Now’s your chance to discover how it works.
The Ad Fraud Nightmare
If you aren’t convinced ad fraud is a problem worth solving, we’ve got you covered. Here are just a few ways in which fraud makes digital advertising a living nightmare:
The money loss is huge. Juniper Research estimated that ad fraud cost marketers $19 billion in 2018. If you do the math, that’s equivalent to $51 million per day.
The cost is more than monetary. Because the source of fraud is often unknown, advertisers’ ability to effectively optimize their campaigns is handicapped. Instead of knowing what works and what doesn’t, trial and error must be used, which can lead to a lot of guesswork.
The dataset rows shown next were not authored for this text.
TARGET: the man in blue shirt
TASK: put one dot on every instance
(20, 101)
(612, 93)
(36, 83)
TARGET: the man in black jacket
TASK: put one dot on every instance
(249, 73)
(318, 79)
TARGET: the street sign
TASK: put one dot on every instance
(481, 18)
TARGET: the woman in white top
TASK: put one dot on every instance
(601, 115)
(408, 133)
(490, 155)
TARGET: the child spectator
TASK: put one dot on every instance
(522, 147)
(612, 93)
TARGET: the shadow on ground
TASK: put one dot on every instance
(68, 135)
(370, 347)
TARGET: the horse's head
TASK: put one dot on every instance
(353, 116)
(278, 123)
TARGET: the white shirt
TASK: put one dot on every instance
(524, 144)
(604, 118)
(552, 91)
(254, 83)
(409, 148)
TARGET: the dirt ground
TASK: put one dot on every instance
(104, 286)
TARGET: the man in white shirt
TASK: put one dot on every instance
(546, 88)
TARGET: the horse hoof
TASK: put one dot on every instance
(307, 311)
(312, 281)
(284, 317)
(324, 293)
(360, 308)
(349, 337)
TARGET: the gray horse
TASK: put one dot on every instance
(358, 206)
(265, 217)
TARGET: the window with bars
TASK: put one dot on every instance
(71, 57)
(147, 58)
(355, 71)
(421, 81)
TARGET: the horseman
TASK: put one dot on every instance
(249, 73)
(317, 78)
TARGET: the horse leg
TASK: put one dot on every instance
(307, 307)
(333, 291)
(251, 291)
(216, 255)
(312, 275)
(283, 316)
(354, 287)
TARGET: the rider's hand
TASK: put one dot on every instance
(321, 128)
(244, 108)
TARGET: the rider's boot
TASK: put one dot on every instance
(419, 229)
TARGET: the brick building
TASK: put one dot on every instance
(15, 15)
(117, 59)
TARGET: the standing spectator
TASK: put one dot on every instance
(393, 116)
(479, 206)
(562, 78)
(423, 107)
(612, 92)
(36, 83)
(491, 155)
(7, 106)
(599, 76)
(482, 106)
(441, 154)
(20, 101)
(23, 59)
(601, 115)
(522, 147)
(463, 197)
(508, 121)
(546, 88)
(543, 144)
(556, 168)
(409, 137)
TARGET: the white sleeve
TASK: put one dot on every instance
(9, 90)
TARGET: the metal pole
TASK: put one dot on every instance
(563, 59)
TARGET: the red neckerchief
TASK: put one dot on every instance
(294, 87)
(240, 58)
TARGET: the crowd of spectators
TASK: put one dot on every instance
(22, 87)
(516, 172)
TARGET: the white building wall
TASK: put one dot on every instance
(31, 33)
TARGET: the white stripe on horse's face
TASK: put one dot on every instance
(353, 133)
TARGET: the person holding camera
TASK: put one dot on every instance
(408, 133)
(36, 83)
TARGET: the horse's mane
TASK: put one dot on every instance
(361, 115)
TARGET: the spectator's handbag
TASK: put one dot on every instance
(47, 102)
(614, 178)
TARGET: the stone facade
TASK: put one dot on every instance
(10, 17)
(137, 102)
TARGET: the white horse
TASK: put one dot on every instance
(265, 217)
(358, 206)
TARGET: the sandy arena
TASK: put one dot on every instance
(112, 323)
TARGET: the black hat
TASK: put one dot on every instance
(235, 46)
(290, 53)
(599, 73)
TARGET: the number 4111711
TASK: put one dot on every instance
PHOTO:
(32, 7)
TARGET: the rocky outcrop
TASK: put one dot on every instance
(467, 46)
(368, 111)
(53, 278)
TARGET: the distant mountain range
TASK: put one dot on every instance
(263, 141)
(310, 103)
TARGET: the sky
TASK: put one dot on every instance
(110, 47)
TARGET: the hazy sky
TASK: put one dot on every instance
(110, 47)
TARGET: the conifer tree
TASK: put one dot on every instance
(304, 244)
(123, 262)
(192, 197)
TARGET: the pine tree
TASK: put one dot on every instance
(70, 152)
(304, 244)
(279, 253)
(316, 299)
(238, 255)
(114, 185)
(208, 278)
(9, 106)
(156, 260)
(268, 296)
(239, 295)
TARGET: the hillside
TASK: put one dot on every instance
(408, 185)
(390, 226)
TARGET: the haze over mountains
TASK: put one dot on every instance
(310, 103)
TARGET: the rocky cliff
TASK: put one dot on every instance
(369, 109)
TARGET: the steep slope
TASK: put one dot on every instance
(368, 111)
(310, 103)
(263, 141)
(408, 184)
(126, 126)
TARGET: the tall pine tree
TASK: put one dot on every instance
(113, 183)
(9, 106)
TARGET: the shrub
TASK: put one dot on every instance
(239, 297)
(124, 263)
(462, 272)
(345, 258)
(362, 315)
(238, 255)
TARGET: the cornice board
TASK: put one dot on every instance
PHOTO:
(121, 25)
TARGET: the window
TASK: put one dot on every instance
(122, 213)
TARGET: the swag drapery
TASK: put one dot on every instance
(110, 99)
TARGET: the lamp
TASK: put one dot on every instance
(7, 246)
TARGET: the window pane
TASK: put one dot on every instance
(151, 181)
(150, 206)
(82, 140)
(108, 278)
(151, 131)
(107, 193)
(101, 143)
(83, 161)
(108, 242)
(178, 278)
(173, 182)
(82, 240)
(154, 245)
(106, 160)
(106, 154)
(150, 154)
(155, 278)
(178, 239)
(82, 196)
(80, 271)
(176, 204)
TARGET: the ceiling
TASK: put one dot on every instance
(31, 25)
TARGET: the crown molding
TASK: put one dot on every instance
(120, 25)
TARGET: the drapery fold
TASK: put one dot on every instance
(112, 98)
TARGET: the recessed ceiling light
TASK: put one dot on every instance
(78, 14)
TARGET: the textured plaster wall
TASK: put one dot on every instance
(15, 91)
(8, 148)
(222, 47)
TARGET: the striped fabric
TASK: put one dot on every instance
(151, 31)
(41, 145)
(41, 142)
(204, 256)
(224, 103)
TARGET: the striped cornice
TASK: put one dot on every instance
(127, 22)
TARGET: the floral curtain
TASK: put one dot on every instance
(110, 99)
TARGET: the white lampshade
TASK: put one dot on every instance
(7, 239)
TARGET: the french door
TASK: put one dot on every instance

Ad fraud sullies the reputation of publishers who rely on advertising to monetize their content. If a publisher is perceived (rightly or not) to be home to large amounts of bots, it can hamper its ability to fund its own content. That means more paywalls, and more publishers that go out of business.
Fraud erodes trust. The lack of visibility into where fraud comes from can result in a lot of pointed fingers which makes the business of advertising all the more difficult.
It’s a never-ending arms race. The digital advertising industry has developed a number of key solutions in the fight against fraud, including pre-bid filters, viewability solutions, and predictive analytics. But as the solutions we develop mature, so does fraud, meaning more time and money keeping up with a problem and less time actually eliminating it.